It is a pleasure to serve under your chairship, Ms Lewell. I declare an interest as a member of the Women and Equalities Committee. Improving the quality of healthcare is a cause close to my heart, and I am pleased to be joined by my fellow Boltonian, my hon. Friend the Member for Bolton South and Walkden (Yasmin Qureshi). I would also like to highlight the work of my friend and neighbour, my hon. Friend the Member for Bolton West (Phil Brickell), who is unfortunately unable to join us today, but who I know has been strongly campaigning for a new neighbourhood health centre in Westhoughton, and I pay tribute to that work.

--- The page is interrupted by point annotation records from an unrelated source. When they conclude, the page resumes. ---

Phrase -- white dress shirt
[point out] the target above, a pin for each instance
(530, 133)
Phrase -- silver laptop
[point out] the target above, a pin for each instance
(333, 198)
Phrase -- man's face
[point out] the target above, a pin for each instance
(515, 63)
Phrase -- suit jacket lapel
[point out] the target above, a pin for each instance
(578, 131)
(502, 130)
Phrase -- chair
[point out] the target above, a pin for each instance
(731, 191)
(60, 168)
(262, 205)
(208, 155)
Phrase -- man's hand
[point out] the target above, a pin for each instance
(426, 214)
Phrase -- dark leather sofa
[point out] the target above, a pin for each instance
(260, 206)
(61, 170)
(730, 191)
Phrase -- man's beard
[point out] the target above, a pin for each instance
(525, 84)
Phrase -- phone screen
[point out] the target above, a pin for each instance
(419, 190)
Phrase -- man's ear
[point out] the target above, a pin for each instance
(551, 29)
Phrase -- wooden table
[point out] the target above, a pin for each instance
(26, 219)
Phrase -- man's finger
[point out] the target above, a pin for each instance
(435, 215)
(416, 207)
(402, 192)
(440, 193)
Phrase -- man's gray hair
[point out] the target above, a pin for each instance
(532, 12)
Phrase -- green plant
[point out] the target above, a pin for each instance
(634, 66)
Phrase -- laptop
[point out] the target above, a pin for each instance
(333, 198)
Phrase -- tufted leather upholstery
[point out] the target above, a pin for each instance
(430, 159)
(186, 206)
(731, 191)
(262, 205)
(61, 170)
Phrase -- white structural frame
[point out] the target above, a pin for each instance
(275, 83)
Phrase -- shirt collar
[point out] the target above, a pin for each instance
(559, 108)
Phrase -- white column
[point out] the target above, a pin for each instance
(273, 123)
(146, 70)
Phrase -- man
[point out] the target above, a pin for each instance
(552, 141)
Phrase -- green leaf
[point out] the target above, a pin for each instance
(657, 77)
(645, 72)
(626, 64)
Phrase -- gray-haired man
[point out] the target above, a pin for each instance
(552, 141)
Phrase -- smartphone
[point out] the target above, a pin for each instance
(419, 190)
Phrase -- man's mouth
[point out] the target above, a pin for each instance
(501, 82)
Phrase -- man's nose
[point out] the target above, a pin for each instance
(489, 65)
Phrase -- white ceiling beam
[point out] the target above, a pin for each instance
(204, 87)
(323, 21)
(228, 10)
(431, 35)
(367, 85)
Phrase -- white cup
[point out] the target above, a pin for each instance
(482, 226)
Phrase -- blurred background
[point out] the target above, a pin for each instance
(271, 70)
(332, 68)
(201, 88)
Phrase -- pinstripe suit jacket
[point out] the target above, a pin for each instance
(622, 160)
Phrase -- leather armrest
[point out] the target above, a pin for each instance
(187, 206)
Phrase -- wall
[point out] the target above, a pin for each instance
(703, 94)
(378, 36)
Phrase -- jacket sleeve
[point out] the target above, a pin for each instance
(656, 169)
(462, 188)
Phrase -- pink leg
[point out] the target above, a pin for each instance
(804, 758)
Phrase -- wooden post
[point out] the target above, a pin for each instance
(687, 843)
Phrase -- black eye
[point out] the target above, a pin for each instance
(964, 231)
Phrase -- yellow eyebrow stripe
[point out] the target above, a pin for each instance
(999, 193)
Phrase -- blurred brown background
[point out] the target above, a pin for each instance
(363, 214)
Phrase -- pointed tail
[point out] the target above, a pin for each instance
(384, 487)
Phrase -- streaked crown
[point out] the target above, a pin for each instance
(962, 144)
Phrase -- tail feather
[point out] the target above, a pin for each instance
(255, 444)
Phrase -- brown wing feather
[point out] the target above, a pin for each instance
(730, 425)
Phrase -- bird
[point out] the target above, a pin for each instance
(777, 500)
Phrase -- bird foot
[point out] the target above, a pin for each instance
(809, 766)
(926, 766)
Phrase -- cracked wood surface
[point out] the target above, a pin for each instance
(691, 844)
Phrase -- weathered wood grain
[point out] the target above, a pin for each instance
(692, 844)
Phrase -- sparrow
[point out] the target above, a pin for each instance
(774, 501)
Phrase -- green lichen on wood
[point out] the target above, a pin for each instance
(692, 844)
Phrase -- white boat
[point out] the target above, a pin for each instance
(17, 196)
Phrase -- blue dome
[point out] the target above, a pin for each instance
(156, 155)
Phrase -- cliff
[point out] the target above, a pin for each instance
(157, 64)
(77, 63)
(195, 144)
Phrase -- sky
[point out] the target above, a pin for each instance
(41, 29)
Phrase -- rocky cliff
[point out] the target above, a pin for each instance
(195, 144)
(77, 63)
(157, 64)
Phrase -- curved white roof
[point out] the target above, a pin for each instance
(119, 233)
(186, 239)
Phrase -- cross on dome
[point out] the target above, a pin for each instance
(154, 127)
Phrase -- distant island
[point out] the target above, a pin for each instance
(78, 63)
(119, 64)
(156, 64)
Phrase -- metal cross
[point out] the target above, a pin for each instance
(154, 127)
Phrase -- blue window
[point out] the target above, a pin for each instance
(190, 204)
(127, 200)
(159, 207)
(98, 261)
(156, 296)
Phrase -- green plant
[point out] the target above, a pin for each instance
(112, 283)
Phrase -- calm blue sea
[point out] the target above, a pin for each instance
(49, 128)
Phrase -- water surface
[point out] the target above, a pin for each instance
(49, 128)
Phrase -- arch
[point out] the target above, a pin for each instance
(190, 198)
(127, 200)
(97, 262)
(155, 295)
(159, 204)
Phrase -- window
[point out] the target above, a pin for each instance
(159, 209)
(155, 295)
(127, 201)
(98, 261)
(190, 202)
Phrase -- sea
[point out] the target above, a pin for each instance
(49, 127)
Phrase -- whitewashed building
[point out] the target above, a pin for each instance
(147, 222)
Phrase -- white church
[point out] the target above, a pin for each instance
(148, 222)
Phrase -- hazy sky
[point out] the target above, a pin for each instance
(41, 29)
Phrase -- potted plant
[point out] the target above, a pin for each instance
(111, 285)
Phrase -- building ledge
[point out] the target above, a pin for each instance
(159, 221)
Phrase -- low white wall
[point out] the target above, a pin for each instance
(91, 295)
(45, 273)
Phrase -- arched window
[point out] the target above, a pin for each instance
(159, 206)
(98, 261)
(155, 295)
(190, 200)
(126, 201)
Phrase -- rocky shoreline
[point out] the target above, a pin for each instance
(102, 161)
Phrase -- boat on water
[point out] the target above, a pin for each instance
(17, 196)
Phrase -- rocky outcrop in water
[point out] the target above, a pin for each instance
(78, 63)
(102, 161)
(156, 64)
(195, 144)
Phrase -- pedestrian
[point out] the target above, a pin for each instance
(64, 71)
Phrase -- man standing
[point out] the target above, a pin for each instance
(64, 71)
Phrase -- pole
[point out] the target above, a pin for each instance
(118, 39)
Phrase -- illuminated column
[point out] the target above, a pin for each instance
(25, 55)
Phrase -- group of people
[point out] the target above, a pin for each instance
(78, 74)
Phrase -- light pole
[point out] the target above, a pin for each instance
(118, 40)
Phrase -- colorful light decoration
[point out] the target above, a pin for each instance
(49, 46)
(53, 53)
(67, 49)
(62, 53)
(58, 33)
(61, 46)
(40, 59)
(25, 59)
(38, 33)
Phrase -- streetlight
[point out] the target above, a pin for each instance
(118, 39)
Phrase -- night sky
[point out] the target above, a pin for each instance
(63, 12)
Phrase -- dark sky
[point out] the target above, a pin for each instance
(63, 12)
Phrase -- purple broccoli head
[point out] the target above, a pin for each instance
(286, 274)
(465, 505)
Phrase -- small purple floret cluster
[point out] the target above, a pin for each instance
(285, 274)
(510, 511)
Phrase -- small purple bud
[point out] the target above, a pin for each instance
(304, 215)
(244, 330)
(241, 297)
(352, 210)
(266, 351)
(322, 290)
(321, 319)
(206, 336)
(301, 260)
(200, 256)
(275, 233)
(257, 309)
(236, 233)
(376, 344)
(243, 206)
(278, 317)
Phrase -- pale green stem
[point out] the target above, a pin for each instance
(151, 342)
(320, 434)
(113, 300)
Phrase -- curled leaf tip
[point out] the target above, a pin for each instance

For too long, healthcare in Bolton has been treated as a technocratic policy area rather than a vital lifeline. My constituents are not concerned with acronyms or distant targets; they want answers to real, human questions: “Can I get a GP appointment when my child is ill?”, “Will my mum be seen in A&E within hours, not half a day?” and “Will my toothache be treated before it turns into an infection?” This is about fairness; it is about whether towns like mine get our fair share. My message is simple, and I will repeat it: Bolton must not be left behind—not in GP access, not in A&E rates and not in dentistry.
Everything I say today is drawn from the lived experiences of people in Bolton. Earlier this year, I held a local consultation on the NHS 10-year plan. The response was overwhelming. Boltonians care deeply about our NHS and, as a result, they brought ideas, energy and hope, as well as far too many stories of delays, confusion and dignity under pressure. I promised I would bring their voices here today and speak plainly about the state of healthcare in our town.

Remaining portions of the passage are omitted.